To believe one must acquire and maintain the remembrance of stories past for the lessons they record and teach.  It is from these ancient stories, these experiences of the past that belief is formed, truth known.

Without stories preserved each day is a blank sheet lived out as a “case of first impression.”  In such an environment responsibility is unimaginable – absent.

But what evidence do we have of this?

Think of the news of one week ago.  The economist whose algorithms were instrumental to concocting national health care has babbled on about how the President’s health care colossus was willfully fraudulently “sold” to the public.  Or think of the absence of responsibility in the matter of the political use of the IRS, or the scandalous conduct in the Veterans Administration, … or the failure at Benghazi, or the wasted stimulus resources directed at “Green” business now gone belly-up, or any number of government initiatives.

No one is ever, it seems, responsible for any errant or unlawful behavior.

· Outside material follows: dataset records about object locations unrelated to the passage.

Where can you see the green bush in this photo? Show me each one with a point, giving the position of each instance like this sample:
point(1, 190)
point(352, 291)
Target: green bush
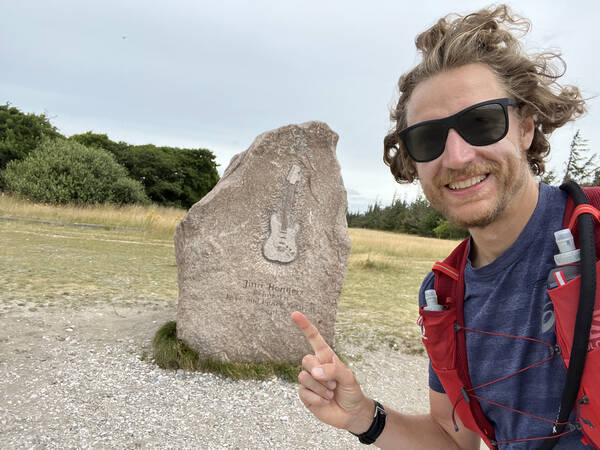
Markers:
point(171, 176)
point(445, 230)
point(21, 133)
point(62, 171)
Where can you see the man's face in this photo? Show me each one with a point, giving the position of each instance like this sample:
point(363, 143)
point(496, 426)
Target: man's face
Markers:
point(471, 186)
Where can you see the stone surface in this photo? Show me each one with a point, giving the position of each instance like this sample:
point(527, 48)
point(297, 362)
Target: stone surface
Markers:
point(270, 238)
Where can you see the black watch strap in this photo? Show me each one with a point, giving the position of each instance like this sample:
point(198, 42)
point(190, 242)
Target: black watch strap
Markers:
point(371, 435)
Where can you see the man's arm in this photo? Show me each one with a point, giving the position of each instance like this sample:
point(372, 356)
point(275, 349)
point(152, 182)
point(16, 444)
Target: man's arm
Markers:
point(428, 431)
point(330, 391)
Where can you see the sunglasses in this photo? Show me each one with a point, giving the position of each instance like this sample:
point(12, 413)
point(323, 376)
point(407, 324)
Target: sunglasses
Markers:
point(481, 124)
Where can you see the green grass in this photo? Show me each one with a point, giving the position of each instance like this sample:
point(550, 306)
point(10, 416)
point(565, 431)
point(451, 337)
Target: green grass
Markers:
point(43, 265)
point(173, 353)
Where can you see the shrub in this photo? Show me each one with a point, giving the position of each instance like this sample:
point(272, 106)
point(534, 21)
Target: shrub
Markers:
point(62, 171)
point(445, 230)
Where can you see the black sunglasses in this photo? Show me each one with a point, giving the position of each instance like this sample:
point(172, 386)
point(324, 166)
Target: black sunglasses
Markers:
point(481, 124)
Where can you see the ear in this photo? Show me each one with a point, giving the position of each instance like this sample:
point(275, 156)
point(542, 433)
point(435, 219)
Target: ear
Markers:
point(527, 128)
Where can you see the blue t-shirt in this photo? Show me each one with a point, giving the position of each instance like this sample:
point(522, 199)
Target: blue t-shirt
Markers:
point(509, 296)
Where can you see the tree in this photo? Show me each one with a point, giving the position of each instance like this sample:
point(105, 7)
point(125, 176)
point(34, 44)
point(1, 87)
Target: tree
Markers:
point(21, 133)
point(171, 176)
point(63, 171)
point(580, 168)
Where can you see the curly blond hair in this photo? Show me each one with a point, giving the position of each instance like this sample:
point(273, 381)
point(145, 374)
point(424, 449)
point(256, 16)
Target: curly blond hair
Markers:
point(489, 36)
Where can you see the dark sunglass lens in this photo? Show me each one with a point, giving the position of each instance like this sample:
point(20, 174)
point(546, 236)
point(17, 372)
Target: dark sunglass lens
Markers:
point(483, 125)
point(426, 142)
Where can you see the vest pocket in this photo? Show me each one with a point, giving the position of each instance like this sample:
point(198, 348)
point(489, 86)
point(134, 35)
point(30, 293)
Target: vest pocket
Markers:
point(438, 336)
point(565, 300)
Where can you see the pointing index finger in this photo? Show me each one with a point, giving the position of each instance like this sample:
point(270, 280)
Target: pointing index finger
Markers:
point(323, 352)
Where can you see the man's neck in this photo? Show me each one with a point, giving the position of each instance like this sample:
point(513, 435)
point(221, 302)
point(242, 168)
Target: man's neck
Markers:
point(493, 240)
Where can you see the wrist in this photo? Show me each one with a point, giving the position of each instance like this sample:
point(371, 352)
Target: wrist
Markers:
point(363, 418)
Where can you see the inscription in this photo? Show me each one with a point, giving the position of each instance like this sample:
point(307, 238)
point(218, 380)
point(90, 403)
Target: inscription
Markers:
point(270, 287)
point(271, 296)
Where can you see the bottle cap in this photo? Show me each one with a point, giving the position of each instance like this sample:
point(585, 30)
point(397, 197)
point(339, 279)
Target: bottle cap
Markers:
point(562, 259)
point(569, 254)
point(564, 240)
point(431, 299)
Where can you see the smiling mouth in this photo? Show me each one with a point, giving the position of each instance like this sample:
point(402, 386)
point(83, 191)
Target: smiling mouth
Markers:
point(463, 184)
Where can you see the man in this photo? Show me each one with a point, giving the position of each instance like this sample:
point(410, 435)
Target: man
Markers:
point(471, 125)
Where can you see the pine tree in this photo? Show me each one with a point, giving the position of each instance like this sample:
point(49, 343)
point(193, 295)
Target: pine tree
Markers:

This is a very troublesome trait in exclusionary secular America, a culture that does not remember.

How might responsibility be restored?  Among the first things one would be wise to do is this: listen carefully to those who claim to lead.  Ask yourself, do they take responsibility for their failures?  Do they hold their organizations responsible for their miscues and intentional wrongdoing?  Have they lived lives of demonstrated responsibility?  Do they propose grand plans in which people are routinely excused from being responsible?

Interestingly you will fine that those who prefer to exile faith from the public square are most likely to be those who have become strangers to responsibility.

The price of greatness is responsibility.